You're building an evaluation lineage UI. Every agent run has a parent_run_id, an eval verdict (pass/fail/partial), and a raw transcript JSON that's too big to embed inline. Store the lineage graph in Postgres and the transcripts in S3-compatible storage.
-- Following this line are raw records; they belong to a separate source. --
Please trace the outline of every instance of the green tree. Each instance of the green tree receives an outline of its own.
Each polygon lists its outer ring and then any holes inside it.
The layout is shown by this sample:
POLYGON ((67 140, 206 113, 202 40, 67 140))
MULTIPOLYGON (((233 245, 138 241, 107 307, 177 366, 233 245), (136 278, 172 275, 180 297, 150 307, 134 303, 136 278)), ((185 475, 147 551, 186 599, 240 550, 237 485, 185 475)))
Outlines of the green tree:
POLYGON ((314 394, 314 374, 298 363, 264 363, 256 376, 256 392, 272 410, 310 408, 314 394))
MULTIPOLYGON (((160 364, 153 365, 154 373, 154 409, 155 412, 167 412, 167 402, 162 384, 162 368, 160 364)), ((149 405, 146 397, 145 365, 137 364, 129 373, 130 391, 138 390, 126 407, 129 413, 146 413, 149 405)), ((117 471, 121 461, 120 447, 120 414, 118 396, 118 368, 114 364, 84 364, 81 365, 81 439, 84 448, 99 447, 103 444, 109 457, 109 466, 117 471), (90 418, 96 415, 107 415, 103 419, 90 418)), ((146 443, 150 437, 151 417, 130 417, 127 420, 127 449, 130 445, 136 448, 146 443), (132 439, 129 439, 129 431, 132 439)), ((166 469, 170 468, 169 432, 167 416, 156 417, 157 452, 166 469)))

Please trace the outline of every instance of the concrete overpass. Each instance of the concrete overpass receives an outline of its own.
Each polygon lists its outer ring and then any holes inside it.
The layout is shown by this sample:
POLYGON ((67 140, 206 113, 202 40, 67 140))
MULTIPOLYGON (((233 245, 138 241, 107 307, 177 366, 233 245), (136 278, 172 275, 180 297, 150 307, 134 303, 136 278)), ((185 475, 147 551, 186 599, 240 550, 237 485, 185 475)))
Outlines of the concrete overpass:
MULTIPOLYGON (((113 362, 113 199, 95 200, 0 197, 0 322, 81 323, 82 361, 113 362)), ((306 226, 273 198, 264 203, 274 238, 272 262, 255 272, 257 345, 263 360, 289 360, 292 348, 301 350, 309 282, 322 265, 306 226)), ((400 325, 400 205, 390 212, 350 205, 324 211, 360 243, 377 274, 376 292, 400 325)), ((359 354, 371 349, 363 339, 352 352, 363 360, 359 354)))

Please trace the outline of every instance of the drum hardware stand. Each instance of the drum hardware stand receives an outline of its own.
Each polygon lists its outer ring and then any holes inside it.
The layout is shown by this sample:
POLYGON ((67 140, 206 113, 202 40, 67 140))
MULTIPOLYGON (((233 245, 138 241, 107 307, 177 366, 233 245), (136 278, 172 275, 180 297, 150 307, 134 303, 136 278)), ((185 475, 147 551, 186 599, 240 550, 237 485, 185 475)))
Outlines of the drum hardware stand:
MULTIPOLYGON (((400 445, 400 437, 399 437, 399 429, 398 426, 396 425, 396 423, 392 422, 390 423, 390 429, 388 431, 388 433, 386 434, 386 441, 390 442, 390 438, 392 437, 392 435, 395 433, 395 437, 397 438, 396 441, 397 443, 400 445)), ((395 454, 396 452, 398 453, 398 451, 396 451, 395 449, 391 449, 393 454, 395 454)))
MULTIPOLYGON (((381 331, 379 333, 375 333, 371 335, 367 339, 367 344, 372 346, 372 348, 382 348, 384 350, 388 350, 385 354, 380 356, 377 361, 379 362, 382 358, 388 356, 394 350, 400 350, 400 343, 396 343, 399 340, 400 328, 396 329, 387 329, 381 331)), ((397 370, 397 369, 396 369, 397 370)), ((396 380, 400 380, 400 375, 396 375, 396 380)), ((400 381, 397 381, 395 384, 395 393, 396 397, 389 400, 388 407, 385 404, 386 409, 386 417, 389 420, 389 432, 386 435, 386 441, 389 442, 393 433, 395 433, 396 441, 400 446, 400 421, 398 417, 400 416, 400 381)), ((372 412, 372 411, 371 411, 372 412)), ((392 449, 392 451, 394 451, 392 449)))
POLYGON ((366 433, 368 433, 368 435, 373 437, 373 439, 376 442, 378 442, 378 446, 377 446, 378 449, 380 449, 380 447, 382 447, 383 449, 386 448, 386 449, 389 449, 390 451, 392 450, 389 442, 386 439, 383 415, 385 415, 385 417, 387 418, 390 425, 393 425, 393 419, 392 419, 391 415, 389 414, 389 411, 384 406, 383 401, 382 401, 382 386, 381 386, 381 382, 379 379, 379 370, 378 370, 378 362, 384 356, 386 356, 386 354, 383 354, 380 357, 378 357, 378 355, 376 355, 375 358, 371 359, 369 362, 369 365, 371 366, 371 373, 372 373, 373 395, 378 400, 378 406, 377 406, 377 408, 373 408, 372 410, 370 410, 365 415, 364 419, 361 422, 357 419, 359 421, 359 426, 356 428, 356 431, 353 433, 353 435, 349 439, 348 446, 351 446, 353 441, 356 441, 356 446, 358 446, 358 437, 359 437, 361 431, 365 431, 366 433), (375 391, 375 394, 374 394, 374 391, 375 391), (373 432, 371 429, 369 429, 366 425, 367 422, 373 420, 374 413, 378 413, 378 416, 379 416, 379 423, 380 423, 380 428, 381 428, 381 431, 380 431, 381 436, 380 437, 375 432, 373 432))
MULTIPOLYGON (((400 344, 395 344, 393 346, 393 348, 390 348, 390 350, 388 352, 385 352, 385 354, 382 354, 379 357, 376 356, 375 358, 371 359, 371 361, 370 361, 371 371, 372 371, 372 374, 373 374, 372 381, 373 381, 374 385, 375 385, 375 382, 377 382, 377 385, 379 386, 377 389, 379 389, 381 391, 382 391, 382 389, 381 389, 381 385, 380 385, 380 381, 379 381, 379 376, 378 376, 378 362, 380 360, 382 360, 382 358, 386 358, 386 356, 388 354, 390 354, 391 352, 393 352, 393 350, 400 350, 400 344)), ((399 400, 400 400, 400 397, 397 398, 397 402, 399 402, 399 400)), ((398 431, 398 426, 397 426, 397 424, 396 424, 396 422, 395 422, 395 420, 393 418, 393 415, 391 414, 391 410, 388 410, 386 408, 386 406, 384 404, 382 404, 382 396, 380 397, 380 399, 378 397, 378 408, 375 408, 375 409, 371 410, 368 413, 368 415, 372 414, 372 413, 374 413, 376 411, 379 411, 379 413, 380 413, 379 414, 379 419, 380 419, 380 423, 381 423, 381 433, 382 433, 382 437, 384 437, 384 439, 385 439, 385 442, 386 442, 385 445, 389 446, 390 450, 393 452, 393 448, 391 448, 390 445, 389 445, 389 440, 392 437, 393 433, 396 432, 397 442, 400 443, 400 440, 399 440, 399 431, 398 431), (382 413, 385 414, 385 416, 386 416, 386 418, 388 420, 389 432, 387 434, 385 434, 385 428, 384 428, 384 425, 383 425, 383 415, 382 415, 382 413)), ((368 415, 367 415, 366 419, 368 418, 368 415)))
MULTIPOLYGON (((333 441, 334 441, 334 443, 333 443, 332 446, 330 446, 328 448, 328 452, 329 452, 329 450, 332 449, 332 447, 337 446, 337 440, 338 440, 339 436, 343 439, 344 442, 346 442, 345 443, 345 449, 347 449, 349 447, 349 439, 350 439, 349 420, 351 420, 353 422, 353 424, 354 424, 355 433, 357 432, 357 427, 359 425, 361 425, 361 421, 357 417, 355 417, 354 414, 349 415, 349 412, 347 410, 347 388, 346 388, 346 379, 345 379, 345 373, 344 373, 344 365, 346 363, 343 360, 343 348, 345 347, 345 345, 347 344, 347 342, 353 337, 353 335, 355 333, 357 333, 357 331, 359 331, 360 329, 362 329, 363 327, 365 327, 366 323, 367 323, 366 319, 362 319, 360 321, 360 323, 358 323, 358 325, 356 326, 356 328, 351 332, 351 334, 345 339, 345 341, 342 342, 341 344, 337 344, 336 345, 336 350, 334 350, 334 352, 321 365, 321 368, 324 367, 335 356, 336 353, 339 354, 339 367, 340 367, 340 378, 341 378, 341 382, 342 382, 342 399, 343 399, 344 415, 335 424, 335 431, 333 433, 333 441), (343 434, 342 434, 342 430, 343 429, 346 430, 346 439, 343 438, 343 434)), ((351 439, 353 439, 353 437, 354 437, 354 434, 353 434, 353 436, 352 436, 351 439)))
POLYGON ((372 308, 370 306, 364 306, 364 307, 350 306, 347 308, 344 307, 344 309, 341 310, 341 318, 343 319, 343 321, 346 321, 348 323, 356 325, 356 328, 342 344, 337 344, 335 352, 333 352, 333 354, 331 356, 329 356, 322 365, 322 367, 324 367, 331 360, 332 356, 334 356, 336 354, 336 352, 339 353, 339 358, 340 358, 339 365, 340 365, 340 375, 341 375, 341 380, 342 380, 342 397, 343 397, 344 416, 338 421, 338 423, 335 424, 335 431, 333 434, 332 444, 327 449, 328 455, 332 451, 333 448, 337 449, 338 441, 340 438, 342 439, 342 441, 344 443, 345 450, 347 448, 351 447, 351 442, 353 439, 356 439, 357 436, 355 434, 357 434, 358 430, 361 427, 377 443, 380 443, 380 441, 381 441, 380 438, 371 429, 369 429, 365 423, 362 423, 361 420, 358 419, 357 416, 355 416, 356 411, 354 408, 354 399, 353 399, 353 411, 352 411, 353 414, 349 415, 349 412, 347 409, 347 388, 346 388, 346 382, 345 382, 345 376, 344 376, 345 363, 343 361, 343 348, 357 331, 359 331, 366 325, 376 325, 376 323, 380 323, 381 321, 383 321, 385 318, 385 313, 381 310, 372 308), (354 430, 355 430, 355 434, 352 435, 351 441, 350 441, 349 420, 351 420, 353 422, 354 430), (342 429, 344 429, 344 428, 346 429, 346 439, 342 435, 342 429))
Surface "show me the failure chain for run X" as a single recursive query.

Steps to follow

  • Step 1: Provision both stores.

``bash PG=$(curl -sX POST https://api.instanode.dev/db/new -H 'Content-Type: application/json' -d '{"name":"agent-run-lineage-store-db"}' -H "Authorization: Bearer $INSTANT_TOKEN" | jq -r .connection_url) S3=$(curl -sX POST https://api.instanode.dev/storage/new -H 'Content-Type: application/json' -d '{"name":"agent-run-lineage-store-storage"}' -H "Authorization: Bearer $INSTANT_TOKEN") ``

  • Step 2: Lineage table with self-FK.

``sql CREATE TABLE runs ( id uuid PRIMARY KEY, parent_id uuid REFERENCES runs(id), agent_name text NOT NULL, verdict text CHECK (verdict IN ('pass','fail','partial','pending')), transcript_key text NOT NULL, created_at timestamptz DEFAULT now() ); CREATE INDEX idx_runs_parent ON runs (parent_id); ``

  • Step 3: Write a run — transcript to S3-compatible storage, metadata to Postgres.

``python key = f"transcripts/{run_id}.json" s3.put_object(Bucket="instant-shared", Key=key, Body=json.dumps(transcript)) pg.execute("INSERT INTO runs (id,parent_id,agent_name,verdict,transcript_key) VALUES (%s,%s,%s,%s,%s)", (run_id, parent_id, name, verdict, key)) ``

  • Step 4: Recursive query — full ancestry of a failure.

``sql WITH RECURSIVE ancestry AS ( SELECT * FROM runs WHERE id = $1 UNION ALL SELECT r.* FROM runs r JOIN ancestry a ON r.id = a.parent_id ) SELECT id, agent_name, verdict, transcript_key FROM ancestry; ``

Why this works on instanode.dev

Lineage is fundamentally relational — recursive CTEs are the right primitive, and embedding 100KB transcripts inline destroys query speed. Two curls give you the right tool for each half: Postgres for the graph, S3-compatible storage for the heavy JSON. Fetch the chain in one query, then presigned-URL the transcripts only when the UI expands a node.